1 Introduction

In my last post (“Regression Extension Techniques for Univariate Time Series”) I showed how to make time series predictions of single variables. Now we come to the exciting topic of how to do this for multiple target variables at the same time.

For this post the dataset FB from the statistic platform “Kaggle” was used. You can download it from my “GitHub Repository”.

2 Import the Libraries and the Data

import numpy as np
import pandas as pd

import matplotlib.pyplot as plt
%matplotlib inline

# Libraries to define the required functions
from statsmodels.tsa.stattools import adfuller
from statsmodels.tsa.vector_ar.vecm import coint_johansen

from pmdarima.model_selection import train_test_split as time_train_test_split
from sklearn import metrics
from sklearn.model_selection import ParameterGrid

from statsmodels.tsa.api import VAR
from statsmodels.tsa.statespace.varmax import VARMAX
from pmdarima import auto_arima


import warnings
warnings.filterwarnings("ignore")

df = pd.read_csv('FB.csv')
df.head()

3 Definition of required Functions

def mean_absolute_percentage_error_func(y_true, y_pred):
    '''
    Calculate the mean absolute percentage error as a metric for evaluation
    
    Args:
        y_true (float64): Y values for the dependent variable (test part), numpy array of floats 
        y_pred (float64): Predicted values for the dependen variable (test parrt), numpy array of floats
    
    Returns:
        Mean absolute percentage error 
    '''    
    y_true, y_pred = np.array(y_true), np.array(y_pred)
    return np.mean(np.abs((y_true - y_pred) / y_true)) * 100

def timeseries_evaluation_metrics_func(y_true, y_pred):
    '''
    Calculate the following evaluation metrics:
        - MSE
        - MAE
        - RMSE
        - MAPE
        - R²
    
    Args:
        y_true (float64): Y values for the dependent variable (test part), numpy array of floats 
        y_pred (float64): Predicted values for the dependen variable (test parrt), numpy array of floats
    
    Returns:
        MSE, MAE, RMSE, MAPE and R² 
    '''    
    print('Evaluation metric results: ')
    print(f'MSE is : {metrics.mean_squared_error(y_true, y_pred)}')
    print(f'MAE is : {metrics.mean_absolute_error(y_true, y_pred)}')
    print(f'RMSE is : {np.sqrt(metrics.mean_squared_error(y_true, y_pred))}')
    print(f'MAPE is : {mean_absolute_percentage_error_func(y_true, y_pred)}')
    print(f'R2 is : {metrics.r2_score(y_true, y_pred)}',end='\n\n')

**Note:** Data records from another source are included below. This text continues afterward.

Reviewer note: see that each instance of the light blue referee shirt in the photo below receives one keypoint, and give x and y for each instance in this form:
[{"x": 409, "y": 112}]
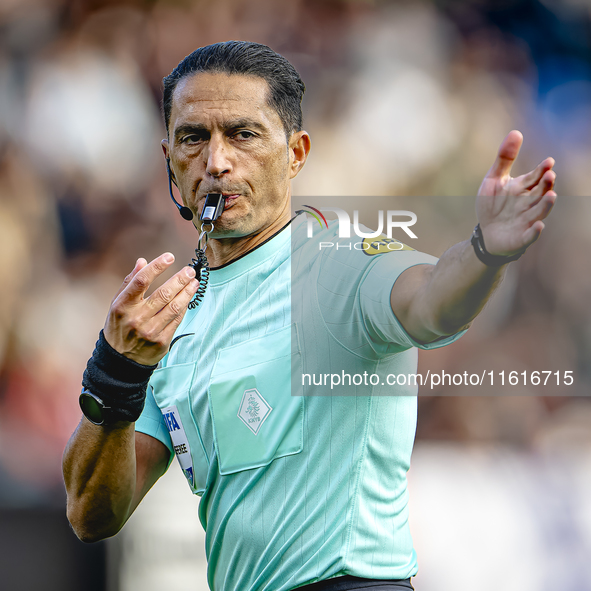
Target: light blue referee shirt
[{"x": 298, "y": 482}]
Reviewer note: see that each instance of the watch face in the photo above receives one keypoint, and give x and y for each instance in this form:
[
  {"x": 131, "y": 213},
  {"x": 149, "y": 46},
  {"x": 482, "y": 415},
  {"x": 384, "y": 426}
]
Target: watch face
[{"x": 92, "y": 408}]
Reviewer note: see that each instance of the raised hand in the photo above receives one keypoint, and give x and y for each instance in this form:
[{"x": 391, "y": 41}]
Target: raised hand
[
  {"x": 142, "y": 328},
  {"x": 510, "y": 210}
]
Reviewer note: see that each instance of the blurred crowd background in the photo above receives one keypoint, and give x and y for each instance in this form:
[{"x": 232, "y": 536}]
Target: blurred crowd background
[{"x": 406, "y": 99}]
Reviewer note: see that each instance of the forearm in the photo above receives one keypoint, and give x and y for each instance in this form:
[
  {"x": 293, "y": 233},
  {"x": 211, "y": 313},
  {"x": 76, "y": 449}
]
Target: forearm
[
  {"x": 99, "y": 468},
  {"x": 459, "y": 287},
  {"x": 434, "y": 302}
]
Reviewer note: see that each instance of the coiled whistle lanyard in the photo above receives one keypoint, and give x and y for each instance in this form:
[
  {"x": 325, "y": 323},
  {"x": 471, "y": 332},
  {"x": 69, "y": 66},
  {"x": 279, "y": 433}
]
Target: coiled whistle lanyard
[{"x": 212, "y": 209}]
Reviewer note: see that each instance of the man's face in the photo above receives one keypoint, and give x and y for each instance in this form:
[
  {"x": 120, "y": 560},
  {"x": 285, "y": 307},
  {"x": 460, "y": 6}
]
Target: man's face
[{"x": 225, "y": 138}]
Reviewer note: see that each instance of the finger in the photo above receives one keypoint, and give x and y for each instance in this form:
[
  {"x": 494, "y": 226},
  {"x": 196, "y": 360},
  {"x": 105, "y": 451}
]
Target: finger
[
  {"x": 541, "y": 210},
  {"x": 533, "y": 232},
  {"x": 506, "y": 156},
  {"x": 546, "y": 184},
  {"x": 532, "y": 178},
  {"x": 165, "y": 294},
  {"x": 168, "y": 319},
  {"x": 142, "y": 280},
  {"x": 139, "y": 264}
]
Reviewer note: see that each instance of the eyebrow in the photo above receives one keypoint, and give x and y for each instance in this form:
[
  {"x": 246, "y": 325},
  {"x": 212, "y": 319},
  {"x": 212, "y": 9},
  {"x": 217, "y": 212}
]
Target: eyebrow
[{"x": 198, "y": 128}]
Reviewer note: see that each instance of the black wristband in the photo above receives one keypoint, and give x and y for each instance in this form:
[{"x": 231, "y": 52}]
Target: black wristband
[
  {"x": 120, "y": 383},
  {"x": 490, "y": 260}
]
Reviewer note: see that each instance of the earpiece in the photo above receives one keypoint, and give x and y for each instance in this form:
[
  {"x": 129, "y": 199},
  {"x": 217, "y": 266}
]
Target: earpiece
[{"x": 185, "y": 212}]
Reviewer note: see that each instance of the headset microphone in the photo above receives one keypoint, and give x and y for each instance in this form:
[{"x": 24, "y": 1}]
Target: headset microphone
[{"x": 185, "y": 212}]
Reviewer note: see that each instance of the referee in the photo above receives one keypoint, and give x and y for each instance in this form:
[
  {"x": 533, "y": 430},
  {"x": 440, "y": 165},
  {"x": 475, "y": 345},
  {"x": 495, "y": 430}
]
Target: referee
[{"x": 297, "y": 491}]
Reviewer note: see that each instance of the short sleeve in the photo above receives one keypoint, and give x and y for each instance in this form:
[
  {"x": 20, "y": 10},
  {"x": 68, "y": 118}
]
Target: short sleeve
[
  {"x": 379, "y": 319},
  {"x": 151, "y": 422}
]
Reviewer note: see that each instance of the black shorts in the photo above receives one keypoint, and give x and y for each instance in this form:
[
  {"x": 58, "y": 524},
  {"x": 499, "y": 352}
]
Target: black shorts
[{"x": 348, "y": 583}]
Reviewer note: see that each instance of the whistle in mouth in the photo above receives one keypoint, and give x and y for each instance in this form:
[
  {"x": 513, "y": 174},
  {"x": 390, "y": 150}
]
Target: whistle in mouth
[{"x": 213, "y": 207}]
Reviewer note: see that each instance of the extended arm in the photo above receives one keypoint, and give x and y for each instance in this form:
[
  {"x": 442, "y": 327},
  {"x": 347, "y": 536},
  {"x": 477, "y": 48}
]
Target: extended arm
[
  {"x": 433, "y": 302},
  {"x": 108, "y": 469}
]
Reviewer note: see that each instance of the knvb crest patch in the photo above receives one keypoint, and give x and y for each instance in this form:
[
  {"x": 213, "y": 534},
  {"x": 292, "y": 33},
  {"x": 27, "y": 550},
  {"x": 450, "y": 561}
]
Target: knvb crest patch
[{"x": 254, "y": 409}]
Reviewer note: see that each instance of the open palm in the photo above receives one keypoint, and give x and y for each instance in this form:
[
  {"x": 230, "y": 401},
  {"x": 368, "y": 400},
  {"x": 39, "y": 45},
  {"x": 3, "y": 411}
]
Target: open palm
[{"x": 511, "y": 210}]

def Augmented_Dickey_Fuller_Test_func(timeseries , column_name):
    '''
    Calculates statistical values whether the available data are stationary or not 
    
    Args:
        series (float64): Values of the column for which stationarity is to be checked, numpy array of floats 
        column_name (str): Name of the column for which stationarity is to be checked
    
    Returns:
        p-value that indicates whether the data are stationary or not
    ''' 
    print (f'Results of Dickey-Fuller Test for column: {column_name}')
    adfTest = adfuller(timeseries, autolag='AIC')
    dfResults = pd.Series(adfTest[0:4], index=['ADF Test Statistic','P-Value','# Lags Used','# Observations Used'])
    for key, value in adfTest[4].items():
       dfResults['Critical Value (%s)'%key] = value
    print (dfResults)
    if adfTest[1] <= 0.05:
        print()
        print("Conclusion:")
        print("Reject the null hypothesis")
        print('\033[92m' + "Data is stationary" + '\033[0m')
    else:
        print()
        print("Conclusion:")
        print("Fail to reject the null hypothesis")
        print('\033[91m' + "Data is non-stationary" + '\033[0m')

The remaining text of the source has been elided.